Maltravieso, please don´t take it amiss, but this option is not included in the third edition.

Lis said you´d need a comma after ´is´ if you write it (you have ´/´ in the book though, which may not be very clear).

Saludos.

Edit: It´d be interesting to have an AmE speaker´s point of view too.


----------



## pubman

maltravieso said:


> On Page 115
> *Second Edition*
> 
> There is no coma in this sample, though.
> 
> What she does is (to) write/writes science fiction
> 
> Thanks for all your answers, I think I have it quite clear now.
> 
> What the government must not do is to forget our needs (UK)
> What the government must not do is forget our needs (USA)
> What the government must not do is forgets our needs (better avoid this option)
> 
> THNX again, you´ve been very helpful


 
You got it, Forget the third sentence, it's not an option, it's just wrong.


----------



## maltravieso

blasita said:


> Maltravieso, I´ve never said it wasn´t like this!  Please don´t take it amiss, but this option is not included in the third edition.
> 
> Lis said you´d need a comma after ´is´ if you write it (you have ´/´ in the book though, which may not be very clear).
> 
> Saludos.



I did NOT take your post amiss.

You´ve been very helpful, too.


----------



## blasita

maltravieso said:


> I did NOT take your post amiss.
> 
> You´ve been very helpful, too.



Menos mal, que hay quien no se lo toma así ... Gracias.  Saludos.


----------



## ribran

blasita said:


> Edit: It´d be interesting to have an AmE speaker´s point of view too.
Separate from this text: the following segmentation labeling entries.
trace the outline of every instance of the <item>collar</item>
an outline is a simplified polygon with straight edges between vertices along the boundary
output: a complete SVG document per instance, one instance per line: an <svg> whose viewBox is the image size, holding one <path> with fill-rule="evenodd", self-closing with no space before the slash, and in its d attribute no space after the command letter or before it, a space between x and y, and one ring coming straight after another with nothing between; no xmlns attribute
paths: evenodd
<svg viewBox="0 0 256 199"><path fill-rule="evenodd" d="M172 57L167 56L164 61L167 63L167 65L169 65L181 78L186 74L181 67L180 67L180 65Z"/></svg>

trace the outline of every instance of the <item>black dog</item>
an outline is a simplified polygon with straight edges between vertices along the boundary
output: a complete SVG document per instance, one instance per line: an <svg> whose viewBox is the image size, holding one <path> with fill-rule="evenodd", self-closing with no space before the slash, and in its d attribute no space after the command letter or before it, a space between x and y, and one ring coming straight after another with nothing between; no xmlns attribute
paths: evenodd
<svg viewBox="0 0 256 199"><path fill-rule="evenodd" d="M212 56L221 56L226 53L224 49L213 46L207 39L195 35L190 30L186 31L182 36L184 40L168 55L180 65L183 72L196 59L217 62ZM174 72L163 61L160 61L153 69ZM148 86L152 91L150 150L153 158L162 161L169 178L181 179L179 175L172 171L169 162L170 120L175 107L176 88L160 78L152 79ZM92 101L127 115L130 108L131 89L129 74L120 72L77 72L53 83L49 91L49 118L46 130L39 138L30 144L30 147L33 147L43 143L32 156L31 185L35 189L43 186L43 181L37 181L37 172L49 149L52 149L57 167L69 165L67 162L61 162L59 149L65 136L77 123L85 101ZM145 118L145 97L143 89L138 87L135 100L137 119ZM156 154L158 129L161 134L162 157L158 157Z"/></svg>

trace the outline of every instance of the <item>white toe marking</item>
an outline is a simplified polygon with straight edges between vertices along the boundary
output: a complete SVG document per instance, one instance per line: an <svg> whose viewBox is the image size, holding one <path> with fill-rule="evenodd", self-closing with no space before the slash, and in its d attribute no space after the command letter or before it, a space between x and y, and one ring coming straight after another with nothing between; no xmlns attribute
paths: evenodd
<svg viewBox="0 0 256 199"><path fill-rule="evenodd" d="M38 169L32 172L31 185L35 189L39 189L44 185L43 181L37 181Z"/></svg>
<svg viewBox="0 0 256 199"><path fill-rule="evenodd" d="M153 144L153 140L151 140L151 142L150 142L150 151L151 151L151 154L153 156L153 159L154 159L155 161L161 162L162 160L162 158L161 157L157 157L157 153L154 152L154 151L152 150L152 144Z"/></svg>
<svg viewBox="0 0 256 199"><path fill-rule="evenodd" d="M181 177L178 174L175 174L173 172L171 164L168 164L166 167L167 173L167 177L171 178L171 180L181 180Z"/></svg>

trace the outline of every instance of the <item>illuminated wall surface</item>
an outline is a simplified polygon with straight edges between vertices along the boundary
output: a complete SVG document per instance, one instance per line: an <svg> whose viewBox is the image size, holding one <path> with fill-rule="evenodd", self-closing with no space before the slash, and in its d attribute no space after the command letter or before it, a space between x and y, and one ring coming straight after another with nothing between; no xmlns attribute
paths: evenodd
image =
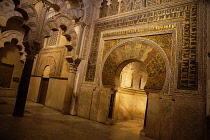
<svg viewBox="0 0 210 140"><path fill-rule="evenodd" d="M28 100L39 102L43 91L42 104L65 114L106 124L144 119L145 135L155 139L204 138L210 112L207 1L0 5L1 94L16 93L28 72L21 73L23 66L32 60Z"/></svg>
I prefer the second sentence, but I consider both to be correct.


----------



## blasita

ribran said:


> I prefer the second sentence, but I consider both to be correct.



Thank you, Ribran.


----------



## inib

I'll check my edition tomorrow (I wouldn't be surprised if it's the first - I've had it for so long!). 
There's no way I'd wish to challenge Michael Swan, but to my ear,  that 3rd person "S" sounds *wrong* with or without a comma.


----------



## ribran

inib said:


> I'll check my edition tomorrow (I wouldn't be surprised if it's the first - I've had it for so long!).
> There's no way I'd wish to challenge Michael Swan, but to my ear,  that 3rd person "S" sounds *wrong* with or without a comma.



Yes, I agree, inib. It sounds strange to me, too.


----------



## Spug

inib said:


> There's no way I'd wish to challenge Michael Swan, but to my ear,  that 3rd person "S" sounds *wrong* with or without a comma.



???

You should feel confident in challenging him or whoever might have written that sentence, because it is clearly wrong. Is that sentence really in Swan's book?


----------



## inib

Thanks for the support, ribran and Spug. When someone asks for advice about common usage, I contribute to the best of my ability, and basing my comments on the English I've always used, plus other variants I've learnt mostly thanks to WR. But when someone asks an advanced grammar question, I haven't the studies or the experience to say that no-one nowhere can apply a certain usage. I would presume that someone who publishes a grammar book that we are all so familiar with would have done that research, so there may be something to it. ?¿?¿


----------